In 2009, when NFL Commissioner Roger Goodell idiotically said Rush Limbaugh would not be welcome as an NFL owner because “we’re all held to a high standard here.”
Goodell said Limbaugh’s six-year-old comment about McNabb all but made him ineligible to be an NFL owner, all of whom apparently are too virtuous to let on, even subtly, that the NFL had a racist past. As reported by the New York Times:
“I’ve said many times before, we’re all held to a high standard here,” Goodell said. Then he continued: “I would not want to see those comments coming from people who are in a responsible position in the NFL –- absolutely not.
…”The comments Rush made specifically about Donovan, I disagree with very strongly,” Goodell said. “It’s a polarizing comment that we don’t think reflect accurately on the N.F.L. or our players. I obviously do not believe those comments are positive and they are divisive. That’s a negative thing for us, obviously.”
Compare Goodell’s comments to the entirely of Limbaugh’s quote, above, and you’ll see they don’t match. It’s like Goodell isn’t really thinking about what Limbaugh actually said.
Could there be something else at play?
Goodell wasn’t the only censor in the bunch. Also as reported by the Times:
…the Colts’ Jim Irsay, indicated which way he would vote - a definitive no.
“I, myself, couldn’t even consider voting for him,” said Irsay, who feels Limbaugh “demonizes individuals with his commentary.”
Said Irsay: “When there are comments that have been made that are inappropriate, incendiary and insensitive… our words do damage and it’s something that we don’t need.”
In 2003, the owner of the Philadelphia Eagles, Jeffrey Lurie, said that merely to hire Limbaugh, a conservative talk show host, as a commentator, is evidence of ‘institutional racism’ at ESPN. As I said at the time, “Imagine that — merely hiring a conservative as a sport commentator is evidence of ‘institutional racism.’”
Sportswriters were equally intolerant and offensive in their remarks about Limbaugh, who represents the views of tens of millions of mainstream conservatives:
Chicago Sun-Times, 10/4/2003: “This league with such a shameless record on affirmative action was now getting its sociology lessons from a man who would probably, under a polygraph, disavow the Emancipation Proclamation….”
New York Daily News, 10/2/03: “Strip away all Limbaugh’s media (I’m surprised he didn’t say “liberal media”) mumbo-jumbo and what you have is someone who believes McNabb is an inadequate quarterback because he is black.”
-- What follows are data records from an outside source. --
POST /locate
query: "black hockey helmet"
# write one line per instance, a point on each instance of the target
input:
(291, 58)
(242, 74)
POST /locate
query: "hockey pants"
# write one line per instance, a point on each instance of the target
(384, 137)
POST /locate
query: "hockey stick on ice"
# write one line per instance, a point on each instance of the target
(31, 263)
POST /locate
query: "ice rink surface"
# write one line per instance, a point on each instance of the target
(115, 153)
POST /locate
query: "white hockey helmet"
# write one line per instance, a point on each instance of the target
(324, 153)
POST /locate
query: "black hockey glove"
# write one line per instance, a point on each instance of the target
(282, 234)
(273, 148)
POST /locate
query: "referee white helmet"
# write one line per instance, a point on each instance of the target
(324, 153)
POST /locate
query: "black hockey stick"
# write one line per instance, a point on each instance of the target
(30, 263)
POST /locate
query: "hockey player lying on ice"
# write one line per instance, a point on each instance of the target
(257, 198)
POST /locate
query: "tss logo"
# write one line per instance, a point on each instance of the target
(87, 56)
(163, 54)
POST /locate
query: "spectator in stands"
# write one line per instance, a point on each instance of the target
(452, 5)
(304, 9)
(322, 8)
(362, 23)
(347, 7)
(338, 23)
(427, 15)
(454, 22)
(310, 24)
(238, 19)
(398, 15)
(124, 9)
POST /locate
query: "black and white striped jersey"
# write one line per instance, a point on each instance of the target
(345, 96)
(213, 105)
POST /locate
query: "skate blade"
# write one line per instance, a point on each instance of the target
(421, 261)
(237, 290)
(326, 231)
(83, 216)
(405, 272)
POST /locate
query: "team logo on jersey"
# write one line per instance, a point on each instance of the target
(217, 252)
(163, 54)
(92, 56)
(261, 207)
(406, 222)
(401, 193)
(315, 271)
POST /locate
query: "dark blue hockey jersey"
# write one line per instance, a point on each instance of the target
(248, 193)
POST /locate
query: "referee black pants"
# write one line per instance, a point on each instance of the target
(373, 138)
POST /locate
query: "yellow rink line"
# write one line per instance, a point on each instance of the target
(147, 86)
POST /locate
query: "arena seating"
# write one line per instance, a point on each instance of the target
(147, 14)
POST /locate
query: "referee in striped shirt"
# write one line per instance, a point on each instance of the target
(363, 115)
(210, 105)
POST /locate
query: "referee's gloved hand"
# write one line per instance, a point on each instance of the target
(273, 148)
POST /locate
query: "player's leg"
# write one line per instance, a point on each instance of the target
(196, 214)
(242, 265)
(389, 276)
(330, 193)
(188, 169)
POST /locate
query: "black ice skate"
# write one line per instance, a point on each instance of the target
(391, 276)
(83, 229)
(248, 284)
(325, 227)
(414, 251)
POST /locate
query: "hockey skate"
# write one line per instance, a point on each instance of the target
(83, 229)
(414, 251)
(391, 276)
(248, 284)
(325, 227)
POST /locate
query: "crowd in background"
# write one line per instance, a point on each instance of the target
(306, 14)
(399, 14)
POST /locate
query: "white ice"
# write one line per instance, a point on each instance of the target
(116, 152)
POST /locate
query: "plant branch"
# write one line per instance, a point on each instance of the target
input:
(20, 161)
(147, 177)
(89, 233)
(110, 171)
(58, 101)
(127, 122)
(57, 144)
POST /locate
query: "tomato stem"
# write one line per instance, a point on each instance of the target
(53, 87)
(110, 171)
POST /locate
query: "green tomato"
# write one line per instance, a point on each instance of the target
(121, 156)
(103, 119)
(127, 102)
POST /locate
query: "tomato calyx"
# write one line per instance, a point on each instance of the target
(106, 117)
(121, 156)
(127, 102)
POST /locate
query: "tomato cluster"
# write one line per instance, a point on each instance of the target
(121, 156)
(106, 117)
St. Louis Post-Dispatch, 10/4/03: “You didn’t know when, you didn’t know where, but you knew sooner or later, he was going to trot out his racist political venom. …the suits at ESPN… should have known exactly what that political agenda was based on a body of work that suggests - heck it fairly screamed - that Limbaugh was a mean-spirited, liberal-bashing, feminist-bashing, gay-bashing, minority-bashing blowhard who spent a great deal of energy ripping everyone who doesn’t look or think like him.”
NBC Sports: “[Limbaugh’s] fun isn’t in the game. It’s in inflicting his political agenda on a gullible public willing to subcontract their thinking to him. Part of that agenda is based on the basest xenophobic instincts of the human species. It’s about ‘them’ and ‘us,’ and the bad guys just happen to be foreigners and minorities.”
Limbaugh was tossed off ESPN, effectively banned from owning an NFL team and vilified by the sports weenies for being honest and for being conservative. Costas still has his job. Yet silly Salon thinks we’re unfair to Costas.
But what should we expect from an emotive electronic rag that, right next to the Limbaugh/Costas story, was teasing this story: “Remember that time Little Richard was on ‘Blossom’?”
Salon: Home to the airhead demographic, and predictably wrong about Limbaugh.